Massachusetts is an equitable division state. This means that all property, whenever and however acquired, may be subject to division as well as utilized for support in a divorce case. If you are an owner or a shareholder in a closely held business and are facing divorce, you need to be braced for the discovery that will soon be headed your way.
The documents which are considered basic and minimal in order to value both the business and determine the owner’s true income with perks, are often some of the most private documents of the business. At least five years of tax returns, audited or unaudited financial statements, buy/sell agreements, offers to sell or buy the business, inventories, insurance policies, customer lists, patents, the list goes on and on. It is a good idea to have either in-house counsel (if you have them), or hire outside counsel, perhaps referred to you by your divorce attorney, so that the proper protections for the business during the litigation can be put in place.

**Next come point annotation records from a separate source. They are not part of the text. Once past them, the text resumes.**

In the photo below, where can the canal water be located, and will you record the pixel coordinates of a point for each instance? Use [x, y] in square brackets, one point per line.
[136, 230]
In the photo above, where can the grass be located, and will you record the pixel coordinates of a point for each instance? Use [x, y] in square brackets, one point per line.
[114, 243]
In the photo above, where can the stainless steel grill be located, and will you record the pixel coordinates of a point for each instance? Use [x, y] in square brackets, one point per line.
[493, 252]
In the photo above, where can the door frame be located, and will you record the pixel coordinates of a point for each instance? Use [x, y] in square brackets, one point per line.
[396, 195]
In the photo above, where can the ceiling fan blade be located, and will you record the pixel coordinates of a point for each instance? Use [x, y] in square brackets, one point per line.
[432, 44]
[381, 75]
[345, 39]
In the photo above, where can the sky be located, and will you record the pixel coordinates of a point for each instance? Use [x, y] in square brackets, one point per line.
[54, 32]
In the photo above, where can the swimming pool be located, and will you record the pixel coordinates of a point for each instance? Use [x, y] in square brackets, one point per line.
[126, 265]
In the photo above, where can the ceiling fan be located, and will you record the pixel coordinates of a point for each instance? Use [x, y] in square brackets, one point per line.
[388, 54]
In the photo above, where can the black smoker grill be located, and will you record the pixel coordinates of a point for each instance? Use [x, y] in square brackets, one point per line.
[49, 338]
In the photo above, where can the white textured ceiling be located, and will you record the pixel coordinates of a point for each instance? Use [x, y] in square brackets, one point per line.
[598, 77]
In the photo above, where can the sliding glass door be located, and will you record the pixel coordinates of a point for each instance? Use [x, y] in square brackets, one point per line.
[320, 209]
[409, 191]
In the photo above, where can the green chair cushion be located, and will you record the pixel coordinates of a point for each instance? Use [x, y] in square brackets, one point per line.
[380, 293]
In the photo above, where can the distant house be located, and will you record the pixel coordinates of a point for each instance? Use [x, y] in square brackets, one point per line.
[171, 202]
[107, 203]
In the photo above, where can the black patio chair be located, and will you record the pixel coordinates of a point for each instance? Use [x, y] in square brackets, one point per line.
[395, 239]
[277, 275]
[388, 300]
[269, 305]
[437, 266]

At the very least, a confidentiality agreement should be signed and approved by the court before the documents are produced.

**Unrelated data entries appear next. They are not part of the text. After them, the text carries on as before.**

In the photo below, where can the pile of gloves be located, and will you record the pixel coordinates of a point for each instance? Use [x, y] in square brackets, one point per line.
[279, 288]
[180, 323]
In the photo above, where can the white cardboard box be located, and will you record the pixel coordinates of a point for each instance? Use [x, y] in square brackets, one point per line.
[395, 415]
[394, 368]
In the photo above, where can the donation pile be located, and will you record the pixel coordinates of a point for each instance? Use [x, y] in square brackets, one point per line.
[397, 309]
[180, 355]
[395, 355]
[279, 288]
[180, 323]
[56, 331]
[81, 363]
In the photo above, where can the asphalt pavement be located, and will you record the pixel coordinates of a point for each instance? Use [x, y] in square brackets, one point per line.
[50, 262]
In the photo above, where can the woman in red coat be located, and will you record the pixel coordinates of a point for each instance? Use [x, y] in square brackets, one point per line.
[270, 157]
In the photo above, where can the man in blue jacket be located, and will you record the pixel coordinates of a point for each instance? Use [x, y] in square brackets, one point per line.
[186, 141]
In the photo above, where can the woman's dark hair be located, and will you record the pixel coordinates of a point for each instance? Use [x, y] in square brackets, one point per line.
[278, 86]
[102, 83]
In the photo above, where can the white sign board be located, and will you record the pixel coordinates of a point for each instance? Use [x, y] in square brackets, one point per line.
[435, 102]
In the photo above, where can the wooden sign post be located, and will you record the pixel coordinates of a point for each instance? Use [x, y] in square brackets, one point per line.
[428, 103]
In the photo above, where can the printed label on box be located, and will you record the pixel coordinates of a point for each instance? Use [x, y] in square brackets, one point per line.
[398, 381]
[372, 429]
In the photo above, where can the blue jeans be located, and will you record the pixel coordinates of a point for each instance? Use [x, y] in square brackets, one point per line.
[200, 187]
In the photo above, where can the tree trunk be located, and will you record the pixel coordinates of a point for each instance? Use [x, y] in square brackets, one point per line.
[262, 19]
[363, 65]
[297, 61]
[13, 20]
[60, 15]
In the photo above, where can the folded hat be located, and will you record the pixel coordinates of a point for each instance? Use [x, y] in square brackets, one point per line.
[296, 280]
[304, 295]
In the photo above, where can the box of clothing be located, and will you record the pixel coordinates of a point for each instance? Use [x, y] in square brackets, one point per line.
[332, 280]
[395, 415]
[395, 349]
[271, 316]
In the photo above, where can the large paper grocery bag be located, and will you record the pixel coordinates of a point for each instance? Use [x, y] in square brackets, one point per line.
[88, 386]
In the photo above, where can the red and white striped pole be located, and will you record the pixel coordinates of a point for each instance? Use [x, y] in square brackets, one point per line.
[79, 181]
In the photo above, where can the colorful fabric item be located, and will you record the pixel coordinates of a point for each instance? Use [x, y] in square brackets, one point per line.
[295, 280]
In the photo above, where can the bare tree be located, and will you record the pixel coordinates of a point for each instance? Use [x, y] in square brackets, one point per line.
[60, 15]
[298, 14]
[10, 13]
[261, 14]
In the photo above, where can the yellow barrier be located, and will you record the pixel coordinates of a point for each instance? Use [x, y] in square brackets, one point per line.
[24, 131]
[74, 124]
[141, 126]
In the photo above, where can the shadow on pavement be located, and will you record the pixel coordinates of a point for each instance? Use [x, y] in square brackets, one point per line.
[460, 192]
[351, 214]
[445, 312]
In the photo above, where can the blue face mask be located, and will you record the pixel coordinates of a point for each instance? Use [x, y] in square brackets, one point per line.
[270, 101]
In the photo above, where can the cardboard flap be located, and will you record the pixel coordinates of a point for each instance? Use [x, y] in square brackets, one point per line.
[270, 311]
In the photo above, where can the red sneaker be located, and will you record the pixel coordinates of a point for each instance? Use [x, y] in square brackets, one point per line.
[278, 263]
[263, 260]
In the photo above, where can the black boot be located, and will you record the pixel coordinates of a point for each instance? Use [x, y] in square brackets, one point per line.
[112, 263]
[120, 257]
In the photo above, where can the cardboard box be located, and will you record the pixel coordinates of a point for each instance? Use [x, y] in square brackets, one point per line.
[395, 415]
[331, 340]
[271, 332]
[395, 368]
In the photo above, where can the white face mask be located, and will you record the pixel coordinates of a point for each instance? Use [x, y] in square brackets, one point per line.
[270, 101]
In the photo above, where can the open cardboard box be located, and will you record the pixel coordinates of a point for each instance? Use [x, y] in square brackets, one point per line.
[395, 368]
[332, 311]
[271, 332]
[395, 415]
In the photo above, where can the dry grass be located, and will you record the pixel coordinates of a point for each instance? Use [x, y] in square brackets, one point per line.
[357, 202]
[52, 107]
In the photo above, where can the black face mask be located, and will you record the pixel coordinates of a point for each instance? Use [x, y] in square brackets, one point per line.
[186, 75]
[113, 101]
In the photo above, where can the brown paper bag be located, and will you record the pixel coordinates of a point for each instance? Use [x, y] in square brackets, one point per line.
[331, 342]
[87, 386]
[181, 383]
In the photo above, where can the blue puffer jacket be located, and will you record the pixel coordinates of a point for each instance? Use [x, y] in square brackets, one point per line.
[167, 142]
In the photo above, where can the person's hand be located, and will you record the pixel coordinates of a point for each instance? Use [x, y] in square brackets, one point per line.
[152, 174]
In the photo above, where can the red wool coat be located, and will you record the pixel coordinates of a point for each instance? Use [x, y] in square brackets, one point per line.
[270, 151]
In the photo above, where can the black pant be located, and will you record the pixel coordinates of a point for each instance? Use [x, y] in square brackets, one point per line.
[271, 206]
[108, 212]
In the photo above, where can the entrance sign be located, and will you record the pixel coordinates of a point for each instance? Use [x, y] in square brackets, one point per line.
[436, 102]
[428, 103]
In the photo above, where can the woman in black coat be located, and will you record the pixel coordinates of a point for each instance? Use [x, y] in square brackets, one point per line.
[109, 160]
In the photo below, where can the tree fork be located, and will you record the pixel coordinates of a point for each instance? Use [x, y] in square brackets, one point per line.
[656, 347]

Most valuation experts and forensic accountants will want to visit the premises of the business. This can be, understandably, disruptive and intrusive. You want to be sure the terms of the access are set in writing through all of the attorneys before the actual visit occurs.

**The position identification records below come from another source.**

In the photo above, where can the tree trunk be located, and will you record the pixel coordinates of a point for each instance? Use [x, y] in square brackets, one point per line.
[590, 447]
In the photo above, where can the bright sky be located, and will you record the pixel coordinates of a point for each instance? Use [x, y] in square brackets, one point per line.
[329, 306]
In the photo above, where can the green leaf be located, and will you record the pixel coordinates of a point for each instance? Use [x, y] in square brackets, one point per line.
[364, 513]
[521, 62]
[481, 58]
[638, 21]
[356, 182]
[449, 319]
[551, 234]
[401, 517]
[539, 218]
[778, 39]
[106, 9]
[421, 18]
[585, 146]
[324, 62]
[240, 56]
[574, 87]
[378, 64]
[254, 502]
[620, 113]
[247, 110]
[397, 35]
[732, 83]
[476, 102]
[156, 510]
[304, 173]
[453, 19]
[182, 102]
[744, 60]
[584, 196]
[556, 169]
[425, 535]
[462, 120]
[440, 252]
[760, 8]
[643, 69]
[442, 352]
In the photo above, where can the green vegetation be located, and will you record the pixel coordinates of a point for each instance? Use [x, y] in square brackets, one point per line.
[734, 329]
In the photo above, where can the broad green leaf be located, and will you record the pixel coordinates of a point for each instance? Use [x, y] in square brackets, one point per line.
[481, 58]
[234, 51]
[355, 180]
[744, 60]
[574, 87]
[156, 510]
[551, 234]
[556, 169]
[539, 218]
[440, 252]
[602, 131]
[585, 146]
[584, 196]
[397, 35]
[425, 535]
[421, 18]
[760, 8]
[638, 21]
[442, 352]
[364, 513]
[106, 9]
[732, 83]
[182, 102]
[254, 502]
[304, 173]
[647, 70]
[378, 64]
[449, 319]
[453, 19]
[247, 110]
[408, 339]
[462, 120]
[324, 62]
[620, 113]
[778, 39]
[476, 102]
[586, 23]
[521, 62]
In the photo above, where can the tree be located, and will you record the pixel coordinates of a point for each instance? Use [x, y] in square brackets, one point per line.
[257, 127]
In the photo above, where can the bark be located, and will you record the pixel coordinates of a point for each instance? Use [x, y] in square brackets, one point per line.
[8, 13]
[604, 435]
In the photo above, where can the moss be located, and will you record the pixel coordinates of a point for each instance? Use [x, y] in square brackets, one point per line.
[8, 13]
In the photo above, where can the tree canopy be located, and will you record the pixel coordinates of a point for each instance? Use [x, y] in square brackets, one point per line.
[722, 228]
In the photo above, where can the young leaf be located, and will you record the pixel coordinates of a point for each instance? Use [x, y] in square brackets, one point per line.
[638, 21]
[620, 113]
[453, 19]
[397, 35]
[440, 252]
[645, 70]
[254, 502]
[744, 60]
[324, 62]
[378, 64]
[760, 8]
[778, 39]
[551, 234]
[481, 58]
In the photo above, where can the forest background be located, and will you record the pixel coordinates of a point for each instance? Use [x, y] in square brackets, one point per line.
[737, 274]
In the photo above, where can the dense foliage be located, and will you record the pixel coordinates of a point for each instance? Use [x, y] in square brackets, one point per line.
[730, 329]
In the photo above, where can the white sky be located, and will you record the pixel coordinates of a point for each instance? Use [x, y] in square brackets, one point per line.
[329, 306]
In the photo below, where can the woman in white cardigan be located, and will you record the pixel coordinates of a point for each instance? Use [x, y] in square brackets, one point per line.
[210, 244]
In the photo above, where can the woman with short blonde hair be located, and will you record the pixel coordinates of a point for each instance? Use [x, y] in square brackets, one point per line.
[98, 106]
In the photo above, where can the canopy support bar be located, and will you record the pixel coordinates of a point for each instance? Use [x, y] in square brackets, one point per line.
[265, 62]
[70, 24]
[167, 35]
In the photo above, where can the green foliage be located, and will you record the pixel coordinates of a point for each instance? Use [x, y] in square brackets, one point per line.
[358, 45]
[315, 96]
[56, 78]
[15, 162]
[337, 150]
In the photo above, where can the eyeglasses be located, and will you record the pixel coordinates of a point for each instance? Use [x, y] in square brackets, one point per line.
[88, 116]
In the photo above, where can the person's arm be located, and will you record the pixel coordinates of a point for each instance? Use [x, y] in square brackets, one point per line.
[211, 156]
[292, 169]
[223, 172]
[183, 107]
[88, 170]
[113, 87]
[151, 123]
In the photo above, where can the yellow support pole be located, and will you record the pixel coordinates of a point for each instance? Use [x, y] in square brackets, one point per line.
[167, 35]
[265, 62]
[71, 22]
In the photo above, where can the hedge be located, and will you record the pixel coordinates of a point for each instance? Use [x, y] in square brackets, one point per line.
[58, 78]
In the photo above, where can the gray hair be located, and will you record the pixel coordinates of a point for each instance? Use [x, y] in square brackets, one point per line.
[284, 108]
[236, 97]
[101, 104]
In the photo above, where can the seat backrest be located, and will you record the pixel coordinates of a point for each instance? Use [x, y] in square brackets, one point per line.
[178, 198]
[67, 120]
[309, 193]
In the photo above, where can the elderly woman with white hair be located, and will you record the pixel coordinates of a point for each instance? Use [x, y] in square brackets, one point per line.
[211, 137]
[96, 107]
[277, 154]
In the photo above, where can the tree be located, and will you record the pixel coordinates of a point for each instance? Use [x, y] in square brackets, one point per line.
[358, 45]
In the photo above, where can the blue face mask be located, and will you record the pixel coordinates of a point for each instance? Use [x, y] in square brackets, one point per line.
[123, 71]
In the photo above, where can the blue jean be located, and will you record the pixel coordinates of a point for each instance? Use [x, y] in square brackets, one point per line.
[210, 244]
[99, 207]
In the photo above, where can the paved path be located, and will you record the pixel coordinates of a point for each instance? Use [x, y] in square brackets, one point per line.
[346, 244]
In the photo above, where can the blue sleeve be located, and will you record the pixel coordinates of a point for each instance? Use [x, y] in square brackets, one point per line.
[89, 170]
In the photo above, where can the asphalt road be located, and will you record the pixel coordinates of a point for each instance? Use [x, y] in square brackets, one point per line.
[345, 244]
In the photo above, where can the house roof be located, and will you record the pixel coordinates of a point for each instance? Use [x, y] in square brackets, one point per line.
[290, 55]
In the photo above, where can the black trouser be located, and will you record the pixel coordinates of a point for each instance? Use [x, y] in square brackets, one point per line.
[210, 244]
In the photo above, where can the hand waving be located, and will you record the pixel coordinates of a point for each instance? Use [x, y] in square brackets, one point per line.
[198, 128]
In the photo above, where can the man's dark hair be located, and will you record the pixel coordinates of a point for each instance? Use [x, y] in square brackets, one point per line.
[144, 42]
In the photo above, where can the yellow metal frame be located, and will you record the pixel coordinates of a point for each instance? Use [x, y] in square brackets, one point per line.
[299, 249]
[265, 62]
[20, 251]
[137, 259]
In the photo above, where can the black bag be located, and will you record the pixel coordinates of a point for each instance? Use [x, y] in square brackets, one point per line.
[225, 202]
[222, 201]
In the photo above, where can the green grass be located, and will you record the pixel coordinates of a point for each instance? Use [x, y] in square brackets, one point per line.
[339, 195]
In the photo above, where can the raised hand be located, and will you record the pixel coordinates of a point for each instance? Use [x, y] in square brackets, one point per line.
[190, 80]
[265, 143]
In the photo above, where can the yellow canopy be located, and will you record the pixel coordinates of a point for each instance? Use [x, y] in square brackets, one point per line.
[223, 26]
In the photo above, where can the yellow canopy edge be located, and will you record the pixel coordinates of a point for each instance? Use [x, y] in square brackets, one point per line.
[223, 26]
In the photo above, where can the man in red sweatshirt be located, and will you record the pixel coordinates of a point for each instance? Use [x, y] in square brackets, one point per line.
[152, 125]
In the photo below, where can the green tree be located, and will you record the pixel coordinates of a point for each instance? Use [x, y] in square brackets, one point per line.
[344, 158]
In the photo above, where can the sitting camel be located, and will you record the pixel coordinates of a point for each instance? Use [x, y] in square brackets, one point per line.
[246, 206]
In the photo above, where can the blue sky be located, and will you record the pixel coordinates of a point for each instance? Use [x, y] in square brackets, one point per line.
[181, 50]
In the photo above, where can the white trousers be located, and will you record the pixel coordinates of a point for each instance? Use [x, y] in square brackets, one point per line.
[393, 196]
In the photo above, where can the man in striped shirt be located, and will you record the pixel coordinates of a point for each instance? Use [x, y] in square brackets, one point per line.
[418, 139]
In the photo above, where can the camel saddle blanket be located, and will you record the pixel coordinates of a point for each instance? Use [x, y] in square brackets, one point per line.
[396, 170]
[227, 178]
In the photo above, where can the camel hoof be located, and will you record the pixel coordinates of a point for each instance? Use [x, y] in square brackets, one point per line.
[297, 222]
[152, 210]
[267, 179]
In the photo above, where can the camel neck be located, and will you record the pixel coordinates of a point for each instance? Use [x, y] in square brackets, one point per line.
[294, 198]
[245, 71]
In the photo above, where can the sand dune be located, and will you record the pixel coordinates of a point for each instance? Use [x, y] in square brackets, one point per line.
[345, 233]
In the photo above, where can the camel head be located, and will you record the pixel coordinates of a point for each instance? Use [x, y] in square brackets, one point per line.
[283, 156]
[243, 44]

If a forensic accountant is being used in addition to a valuation expert, then it is probable that your spouse believes that some sort of fraud, up to and including tax fraud, has occurred. If tax fraud is indeed a question, you need to also consult a tax attorney BEFORE the discovery occurs and preferably before you have filed financial statements in the court process.
All of this is intrusive and it can indeed be demoralizing, but it is necessary and is one of the areas where cooperating swiftly and cleanly saves you untold trouble and expense in the end.